Dari nilai tersebut, 1 miliar ringgit di antaranya dialokasikan untuk Dana Keamanan Pangan yang dapat membantu dan mendukung petani serta nelayan menjaga stabilitas pasokan pangan domestik.
Paket tersebut menurutnya juga mencakup dukungan keuangan bagi sejumlah perusahaan sehingga dapat memastikan bahwa warga Malaysia masih tetap memiliki pekerjaan saat ini.
“Bantuan tunai akan disediakan untuk masyarakat berpenghasilan rendah dan menengah dengan total 10 miliar ringgit. Pemerintah juga mengizinkan anggota yang berusia di bawah 55 tahun untuk menarik 500 ringgit dari tabungan pensiun mereka,” terangnya.
Meski saat ini pemerintah sudah mengeluarkan berbagai stimulus, tetap saja kebijakan PKP ini memukul sejumlah industri. Ekonom bahkan memprediksi 60 persen masyarakat di Malaysia akan kehilangan pekerjaan, terutama yang berasal dari pekerja tidak terampil.
Menurutnya, dalam kondisi saat ini pemerintah tampaknya akan lebih fokus pada pelaku usaha kecil dan menengah untuk memastikan usaha yang mereka jalankan bisa tetap berlanjut.
Sementara itu, Muhammad Zarif Shamil salah satu karyawan swasta di Malaysia mengatakan ketika pertama kali pemerintah mengeluarkan kebijakan lockdown, tidak sedikit masyarakat yang merasa khawatir. Namun, pemerintah Malaysia telah mengumumkan paket bantuan kepada semua lapisan masyarakat dan bisnis.
Misalnya saja menangguhkan cicilan pinjaman dari bank tidak perlu dibayar dan pinjaman diperpanjang. Selain itu, memberikan bantuan per bulan kepada masyarakat yang membutuhkan dana, termasuk driver ojek online seperti Grab yang tidak mendapatkan pelanggan atau masyarakat yang tidak dapat bekerja setelah kebijakan diberlakukan.

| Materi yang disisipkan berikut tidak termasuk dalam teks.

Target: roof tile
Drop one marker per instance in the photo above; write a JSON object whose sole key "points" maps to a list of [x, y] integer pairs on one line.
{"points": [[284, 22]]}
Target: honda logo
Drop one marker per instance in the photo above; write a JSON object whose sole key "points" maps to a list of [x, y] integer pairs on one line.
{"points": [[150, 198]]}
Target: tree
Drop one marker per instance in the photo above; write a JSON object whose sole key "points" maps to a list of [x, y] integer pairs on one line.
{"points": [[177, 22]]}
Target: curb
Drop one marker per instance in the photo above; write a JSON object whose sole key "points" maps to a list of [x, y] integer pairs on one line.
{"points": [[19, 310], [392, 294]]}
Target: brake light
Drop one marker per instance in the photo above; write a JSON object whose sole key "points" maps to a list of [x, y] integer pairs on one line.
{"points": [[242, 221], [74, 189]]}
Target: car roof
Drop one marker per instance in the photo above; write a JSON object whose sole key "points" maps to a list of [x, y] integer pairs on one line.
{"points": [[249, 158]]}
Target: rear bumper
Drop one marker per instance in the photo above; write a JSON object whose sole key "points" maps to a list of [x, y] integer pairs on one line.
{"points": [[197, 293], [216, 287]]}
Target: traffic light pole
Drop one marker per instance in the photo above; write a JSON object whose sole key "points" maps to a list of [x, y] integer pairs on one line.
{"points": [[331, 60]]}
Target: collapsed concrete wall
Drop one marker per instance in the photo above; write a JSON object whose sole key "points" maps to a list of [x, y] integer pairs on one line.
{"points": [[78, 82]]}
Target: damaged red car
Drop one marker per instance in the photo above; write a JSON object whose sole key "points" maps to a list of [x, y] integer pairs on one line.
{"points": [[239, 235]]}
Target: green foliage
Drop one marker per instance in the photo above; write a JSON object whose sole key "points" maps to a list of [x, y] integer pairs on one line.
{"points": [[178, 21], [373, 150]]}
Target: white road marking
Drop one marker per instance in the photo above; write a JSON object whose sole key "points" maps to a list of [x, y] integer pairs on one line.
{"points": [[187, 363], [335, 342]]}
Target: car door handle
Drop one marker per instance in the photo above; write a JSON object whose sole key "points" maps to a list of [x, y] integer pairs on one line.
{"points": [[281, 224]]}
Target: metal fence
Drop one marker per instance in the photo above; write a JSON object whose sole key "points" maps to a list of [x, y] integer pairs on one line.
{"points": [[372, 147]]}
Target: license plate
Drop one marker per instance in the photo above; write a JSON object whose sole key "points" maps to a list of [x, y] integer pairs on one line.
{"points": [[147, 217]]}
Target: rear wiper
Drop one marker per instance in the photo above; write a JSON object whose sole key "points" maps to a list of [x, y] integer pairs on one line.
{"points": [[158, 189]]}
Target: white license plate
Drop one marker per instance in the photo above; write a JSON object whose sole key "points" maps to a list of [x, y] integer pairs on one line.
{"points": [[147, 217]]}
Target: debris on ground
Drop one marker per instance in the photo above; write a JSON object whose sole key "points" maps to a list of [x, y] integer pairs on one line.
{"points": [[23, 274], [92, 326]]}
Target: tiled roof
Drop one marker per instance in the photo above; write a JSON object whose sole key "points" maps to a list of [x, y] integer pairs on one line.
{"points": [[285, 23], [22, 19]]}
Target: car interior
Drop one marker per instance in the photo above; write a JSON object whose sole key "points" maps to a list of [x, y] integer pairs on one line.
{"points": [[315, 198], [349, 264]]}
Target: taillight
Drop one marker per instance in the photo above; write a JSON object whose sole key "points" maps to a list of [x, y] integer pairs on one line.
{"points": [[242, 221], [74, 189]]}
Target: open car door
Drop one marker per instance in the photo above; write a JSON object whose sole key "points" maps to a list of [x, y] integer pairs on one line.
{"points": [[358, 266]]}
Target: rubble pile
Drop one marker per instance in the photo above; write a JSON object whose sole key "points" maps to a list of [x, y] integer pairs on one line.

Begitu pula dengan toko-toko yang ada di mal atau pusat perbelanjaan tidak perlu membayar sewa untuk beberapa bulan ke depan. Para pelaku usaha kecil dan menengah juga akan mendapatkan bantuan dari sejumlah perusahaan.
“Ini sangat membantu ekonomi untuk terus berjalan dan buying power masyarakat tidak terganggu selama kondisi ini terus berjalan walaupun tidak seoptimal seperti sebelum virus Covid-19 merebak,” ungkapnya.